After more than a decade of living in NYC, it still manages to surprise, irritate, and inspire me on a near-constant basis and perfect days in the city most likely manage to hit upon all three, while containing at least a bit of spontaneity – either running into a friend you haven’t seen in awhile (and providing a reminder what a small town NYC is) or somehow ending up at a hole in the wall, eating dumplings at 2am. So, after enjoying places, people, and things that I know will nurture and re-energize me, hopefully my perfect NYC day would include at least one surprising and spontaneous moment that introduces me to something or someone new.
What is something that has surprised you in the last year?
I am most surprised that it has been a year since I stumbled my way through teaching my first yoga sequence, cursing myself for messing up the Sanskrit, the very first weekend of teacher training. Another surprising things is in that short period of time, yoga has taken a much more prominent place in my life and I almost can’t believe I went so many years with my practice on the periphery. My desire for more knowledge, more immersion in the practice is ever-growing and I can’t wait to figure out where I channel that energy.
I have been surprised, humbled, and grateful for the fantastic community at mang’Oh of students and teachers, and in particular, my fellow teacher trainees. The students’ dedication, verve, and passion inspire and energize me and teach me how to be a better teacher, while the mang’Oh teachers are consistently showing me ways to deepen my practice and discover something new.

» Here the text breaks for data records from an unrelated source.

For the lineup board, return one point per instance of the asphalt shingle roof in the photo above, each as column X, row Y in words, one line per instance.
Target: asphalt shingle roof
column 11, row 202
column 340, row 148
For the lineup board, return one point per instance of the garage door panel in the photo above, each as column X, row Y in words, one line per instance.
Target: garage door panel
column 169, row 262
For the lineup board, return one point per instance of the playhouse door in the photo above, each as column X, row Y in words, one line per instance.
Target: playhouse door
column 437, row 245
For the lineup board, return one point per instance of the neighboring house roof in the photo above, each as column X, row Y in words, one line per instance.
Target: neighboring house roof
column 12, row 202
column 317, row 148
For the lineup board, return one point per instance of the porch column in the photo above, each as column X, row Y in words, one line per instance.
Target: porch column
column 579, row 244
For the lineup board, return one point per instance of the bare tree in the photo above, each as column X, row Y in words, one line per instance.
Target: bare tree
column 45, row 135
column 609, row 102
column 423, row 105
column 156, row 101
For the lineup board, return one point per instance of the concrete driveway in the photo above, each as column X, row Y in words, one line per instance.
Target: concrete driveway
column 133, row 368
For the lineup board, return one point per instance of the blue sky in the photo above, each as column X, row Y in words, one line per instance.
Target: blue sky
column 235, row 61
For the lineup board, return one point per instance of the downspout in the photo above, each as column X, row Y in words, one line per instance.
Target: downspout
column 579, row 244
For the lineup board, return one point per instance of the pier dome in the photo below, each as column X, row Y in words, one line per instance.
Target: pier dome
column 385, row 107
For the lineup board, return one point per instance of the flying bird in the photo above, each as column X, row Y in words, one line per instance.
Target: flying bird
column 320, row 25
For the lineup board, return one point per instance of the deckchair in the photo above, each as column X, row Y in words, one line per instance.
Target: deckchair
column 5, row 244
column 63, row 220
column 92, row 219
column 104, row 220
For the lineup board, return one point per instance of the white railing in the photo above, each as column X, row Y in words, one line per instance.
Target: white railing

What advice would you give to someone looking to do what they love?
I feel unbelievably lucky and filled with gratitude that I am doing what I love – that I get to work to support incredible artists, that I am surrounded by dance, and that I’m now on this crazy amazing yoga teaching journey, which enriches my life more than I could have ever anticipated. So to someone who is looking to do what they love, figuring out what you love is the first step. Find examples of people around you who are pursuing their passion and seek their advice. Surround yourself with an amazing support network.
Find “your people,” that community of like-minded, passion-driven people with similar goals and push each other, support each other, and learn from each others’ experiences, successes, and failures. Find a mentor, someone who has done what you want to do and ask them a million questions. Do things that make your palms sweat and seem scary in pursuit of doing what you love. For me, a few examples of this include accepting a position as the only full-time administrative staff member of KEIGWIN + COMPANY in 2008, teaching my first yoga class, and handstands in the middle of the room.
What are you most grateful for today?
Family, friends, my yoga practice and community, KEIGWIN + COMPANY, this city. All things that provide me with strength, support, inspiration, and fulfillment, while challenging me and pushing me to be better.